Polscy partycypanci w niedawnej szopce z podpisaniem w Moskwie memorandum jamalskiego muszą chyba mieć niespokojne noce. Rosjanie często montują widowiskowe akcje, które odpowiadają ich interesom.
Następny szczyt G8 odbędzie się 17 i 18 czerwca w Północnej Irlandii. Na miesiąc przed szczytem rosyjskie służby wyciągnęły widowiskowo dwie sprawy, które uderzają w USA i we Francję.
We wtorek zatrzymano w Moskwie domniemanego amerykańskiego szpiega, pracownika ambasady USA. Film z zatrzymania został szybko wypuszczony w medialny obieg. Mało tego, Rosjanie z przyjemnością wypuścili do mediów film w którym widać jak trzech pracowników ambasady USA plus zatrzymany (zdjęcie powyżej) są strofowani jak chłopcy w szkole – i na stojąco - przez pewnego niezidentyfikowanego funkcjonariusza rosyjskich służb.
Domniemany szpieg został zatrzymany z hukiem zanim jeszcze zbliżył się do domniemanego kontaktu. Rosjanie widocznie nie chcieli obserwować dyskretnie jak dalej rozwinie się sprawa, tylko uderzyli z hukiem. Trochę dziwne.

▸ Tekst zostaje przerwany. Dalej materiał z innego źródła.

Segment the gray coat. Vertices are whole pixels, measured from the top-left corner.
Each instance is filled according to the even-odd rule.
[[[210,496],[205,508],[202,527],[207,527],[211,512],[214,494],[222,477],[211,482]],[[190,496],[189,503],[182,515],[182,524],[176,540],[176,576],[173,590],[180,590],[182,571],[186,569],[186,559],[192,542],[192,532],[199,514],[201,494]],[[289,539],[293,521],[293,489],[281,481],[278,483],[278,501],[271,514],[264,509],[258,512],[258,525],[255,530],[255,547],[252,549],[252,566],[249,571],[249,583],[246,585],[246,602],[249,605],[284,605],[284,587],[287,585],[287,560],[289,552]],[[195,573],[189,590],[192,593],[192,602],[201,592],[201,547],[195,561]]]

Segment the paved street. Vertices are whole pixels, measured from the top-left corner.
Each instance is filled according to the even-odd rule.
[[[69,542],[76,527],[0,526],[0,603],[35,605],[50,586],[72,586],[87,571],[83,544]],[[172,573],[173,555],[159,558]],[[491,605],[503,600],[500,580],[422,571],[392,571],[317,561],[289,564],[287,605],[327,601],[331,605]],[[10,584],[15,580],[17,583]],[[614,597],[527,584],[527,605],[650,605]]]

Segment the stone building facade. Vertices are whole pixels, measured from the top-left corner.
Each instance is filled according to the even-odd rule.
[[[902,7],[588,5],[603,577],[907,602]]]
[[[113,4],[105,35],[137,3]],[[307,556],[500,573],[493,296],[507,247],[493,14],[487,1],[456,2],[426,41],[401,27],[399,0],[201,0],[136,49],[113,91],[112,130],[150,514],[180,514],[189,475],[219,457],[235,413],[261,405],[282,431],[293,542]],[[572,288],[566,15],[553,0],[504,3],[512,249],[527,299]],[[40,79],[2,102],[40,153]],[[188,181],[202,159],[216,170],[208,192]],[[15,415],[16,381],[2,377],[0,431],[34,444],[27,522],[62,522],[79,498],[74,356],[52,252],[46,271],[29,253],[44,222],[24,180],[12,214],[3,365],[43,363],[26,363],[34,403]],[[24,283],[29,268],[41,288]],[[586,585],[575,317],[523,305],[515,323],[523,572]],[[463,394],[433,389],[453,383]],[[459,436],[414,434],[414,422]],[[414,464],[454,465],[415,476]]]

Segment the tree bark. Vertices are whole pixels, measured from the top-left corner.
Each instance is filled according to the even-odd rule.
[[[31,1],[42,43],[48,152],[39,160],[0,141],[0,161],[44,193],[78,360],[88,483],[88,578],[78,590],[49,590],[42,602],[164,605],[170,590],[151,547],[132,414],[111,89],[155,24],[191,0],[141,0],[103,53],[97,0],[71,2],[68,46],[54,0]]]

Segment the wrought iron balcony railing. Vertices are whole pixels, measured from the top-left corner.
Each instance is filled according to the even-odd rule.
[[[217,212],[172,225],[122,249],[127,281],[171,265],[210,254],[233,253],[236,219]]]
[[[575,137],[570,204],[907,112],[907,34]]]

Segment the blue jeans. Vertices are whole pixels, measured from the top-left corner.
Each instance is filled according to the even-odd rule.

Następnego dnia, uzbrojeni po zęby funkcjonariusze zatrzymali w Moskwie prezesa Rosbanku, należącego do francuskiego banku Societe Generale. Prezes otrzymywał właśnie pierwszą wpłatę łapówki od klienta (zdjęcie poniżej). Podobnie jak w przypadku amerykańskim, wideo z zatrzymania poszło szybko w świat.
Te wydarzenia nie są oczywiście przypadkowe. Dlatego Janusz Piechociński i jego koledzy z PSL nie będą mogli łatwo wykręcić się teraz z memorandum jamalskiego. Rosjanie maja talent w tym co robią.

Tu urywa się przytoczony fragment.